We were friends and I cared a lot about her. There were plenty of mirrors in the house, so I knew that she knew she was hot enough to make men stupid. I didn’t really understand it, but all I could figure out was that she was alone because she wanted to be alone.
“Cora, come on now. You can find a guy in, like, a second flat. Half the guys in the band have you on their laminated list.”
She rolled her expressive eyes at me. “I want something real, Jet. Something that is life changing and dramatic, something that makes me forget anyone else ever existed. I just can’t see that happening and it makes me sad.”
“I think you’re maybe reaching for something that doesn’t exist.”
“You see Rule and Shaw. It exists.”
I couldn’t really argue that point with her, but I didn’t know what else to say. I believed in love. I just didn’t trust it and what the end result could be if two people weren’t ultimately right for each other. Every great song was sung from a place of love. I knew love was strong enough to change people. My mom held on to her love for my dad, like it was a raft in the center of the ocean of horror that was her life. It was just my experience that love never changed anyone for the better, with Rule being the exception to the norm. He always did his own thing anyway, so it wasn’t like he was going to even love someone within the conventions of how it normally worked.
“Well, if some guy does come along, that’s an awful lot of pressure to be putting on him.”
“I know, so I’m destined to be alone and grumpy for the rest of my life. Not to mention sexually frustrated.”
“Stop being ridiculous and shake this crap off. Go put on some shoes and come bowling with us. It’ll be fun.”
She grumbled until I eventually got tired of it, and just picked her up and hauled her to her room. She argued the entire way, but after I pointed out that I was wearing pants that were bound to make it impossible to throw a heavy ball down the lane without ripping in half, she begrudgingly put on some Chucks and followed me out the door. I refused to ride in her little circus car, so we hopped in the Challenger and roared down to the sprawling blocks of the Sixteenth Street mall where every tourist and degenerate in town hung out. I normally avoided this part of the city. It brought back too many memories of skipping school and sneaking booze from Phil with Rule and Nash. However, after a spectacularly nasty day, I didn’t mind the noise and hustle as much.
The bowling alley was lit in blue and had velour couches scattered all over the place. Personally, I thought it looked more like a strip club than a bowling alley. The guys had beer and it looked like they were having a great time giving each other shit as they rotated turns. The pink bowling ball looked like a tiny toy in Rowdy’s beefy hands, and when he tossed it down the alley it bounced hard enough that it went right into the gutter. Cora laughed and gave him a high five, while Rule and Nash offered up a round of ridiculous-looking golf claps.

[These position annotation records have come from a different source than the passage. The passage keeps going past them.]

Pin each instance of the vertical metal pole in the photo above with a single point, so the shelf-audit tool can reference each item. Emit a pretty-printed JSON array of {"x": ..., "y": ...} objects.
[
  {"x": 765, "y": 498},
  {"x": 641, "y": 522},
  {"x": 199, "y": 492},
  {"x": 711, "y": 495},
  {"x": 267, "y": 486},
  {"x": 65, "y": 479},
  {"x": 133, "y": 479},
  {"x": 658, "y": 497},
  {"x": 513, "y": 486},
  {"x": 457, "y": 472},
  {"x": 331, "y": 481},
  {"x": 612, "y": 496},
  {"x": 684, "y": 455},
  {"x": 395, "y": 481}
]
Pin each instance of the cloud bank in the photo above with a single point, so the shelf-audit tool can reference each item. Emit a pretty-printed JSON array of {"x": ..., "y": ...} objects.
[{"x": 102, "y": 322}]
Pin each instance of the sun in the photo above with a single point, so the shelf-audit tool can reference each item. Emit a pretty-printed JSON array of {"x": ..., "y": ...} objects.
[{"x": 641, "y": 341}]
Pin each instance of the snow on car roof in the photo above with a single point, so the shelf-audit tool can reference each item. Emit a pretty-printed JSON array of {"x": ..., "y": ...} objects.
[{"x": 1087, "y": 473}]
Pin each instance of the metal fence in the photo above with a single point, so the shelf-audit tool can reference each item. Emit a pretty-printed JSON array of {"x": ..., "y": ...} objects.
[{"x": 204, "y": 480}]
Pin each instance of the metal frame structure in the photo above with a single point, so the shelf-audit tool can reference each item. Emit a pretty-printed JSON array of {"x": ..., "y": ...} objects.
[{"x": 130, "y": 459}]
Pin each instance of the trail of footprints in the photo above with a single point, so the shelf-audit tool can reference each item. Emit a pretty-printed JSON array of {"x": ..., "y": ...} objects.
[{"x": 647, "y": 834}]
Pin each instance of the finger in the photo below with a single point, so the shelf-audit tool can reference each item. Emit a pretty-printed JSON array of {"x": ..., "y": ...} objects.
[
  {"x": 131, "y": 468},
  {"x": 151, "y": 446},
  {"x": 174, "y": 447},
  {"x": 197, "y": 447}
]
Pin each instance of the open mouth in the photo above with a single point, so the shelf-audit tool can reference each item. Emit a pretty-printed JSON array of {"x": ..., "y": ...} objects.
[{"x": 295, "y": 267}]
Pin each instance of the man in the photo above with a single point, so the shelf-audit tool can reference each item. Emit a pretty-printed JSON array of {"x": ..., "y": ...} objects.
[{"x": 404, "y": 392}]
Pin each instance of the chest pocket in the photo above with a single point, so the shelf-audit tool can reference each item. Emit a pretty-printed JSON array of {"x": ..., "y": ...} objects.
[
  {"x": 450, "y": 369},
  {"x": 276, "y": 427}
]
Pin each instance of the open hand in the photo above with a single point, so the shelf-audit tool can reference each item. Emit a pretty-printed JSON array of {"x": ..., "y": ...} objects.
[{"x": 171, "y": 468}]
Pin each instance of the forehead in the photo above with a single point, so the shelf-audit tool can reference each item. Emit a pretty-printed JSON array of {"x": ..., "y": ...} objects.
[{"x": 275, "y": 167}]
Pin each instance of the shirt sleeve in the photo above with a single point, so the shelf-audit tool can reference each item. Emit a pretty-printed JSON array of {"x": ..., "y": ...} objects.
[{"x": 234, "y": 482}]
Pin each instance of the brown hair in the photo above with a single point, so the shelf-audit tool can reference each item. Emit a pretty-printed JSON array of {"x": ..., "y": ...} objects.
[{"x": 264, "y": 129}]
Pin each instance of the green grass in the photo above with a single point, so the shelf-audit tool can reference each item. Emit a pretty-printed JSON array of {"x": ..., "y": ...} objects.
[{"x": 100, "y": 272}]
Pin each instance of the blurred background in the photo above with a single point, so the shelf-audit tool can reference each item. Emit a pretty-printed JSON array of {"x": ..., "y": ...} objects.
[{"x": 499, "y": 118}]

There was a group of teenage girls a few lanes down openly gawking, and I thought they were going to need the paramedics called when Nash winked at them when he got up to take his turn. I sat next to Cora on one of the benches and ducked just in time to avoid getting knocked upside the head by the flat of Rule’s palm. I scowled at him, but his glacial gaze made it clear he wasn’t playing around.
“You ever pull a stunt like you did last night again and I will use your intestines to string your Les Paul.”
I swallowed, because from most people that was an idle threat, but not coming from him. I nodded.
“I know, dude, I know. I tried to make it right. We’re good, she doesn’t hate me.”
Those cold eyes regarded me seriously and he must have decided whatever he saw was sincere, because some of the tension left his body.
“Good, because if she hates you, then Shaw has to hate you, and by default that means I have to kick your ass all over town and I would hate to have to do that.”
I snorted and took a pint of beer that Rowdy handed me. “You wouldn’t hate that at all.”
He shrugged and nodded at Cora who was having some kind of argument with Nash over exchanging her Chucks for bowling shoes.
“What’s up with her?”
I felt my mouth pull down at the corners and my eyes sharpen just a fraction. Rowdy sat down on the low lounge table and all three of us bent our heads together so that they could hear me when I lowered my voice.
“Bad stuff going down at the homestead, guys. When I got there, she was chasing some guy out the door. She said he shoved his way in and was demanding to know where ‘it’ was. She has no clue what he was looking for, but she was pretty shaken up. He took off on some souped-up bike way too fast for me to do anything about it. After everything that went down with Shaw, I don’t like it one bit.”
Rowdy whistled and Rule growled like a wild animal. “Did you call the cops?”
I sat back and laced my fingers behind my head. “Cora wouldn’t let me. You know her, she thinks this is the Wild West still and things like that just don’t happen here like they do in Brooklyn. She seems to think it’s a onetime event and that the guy was just a meth head or something looking for money. That bike was cherry and there was no way he just picked out our house at random. We’re way too far away from downtown for a junkie just looking to score some cash.”
“This isn’t cool.” Rule sounded a little unhinged and I couldn’t blame him. He had gone a little off the rails when Shaw had been attacked and we were all now just starting to settle down from it all.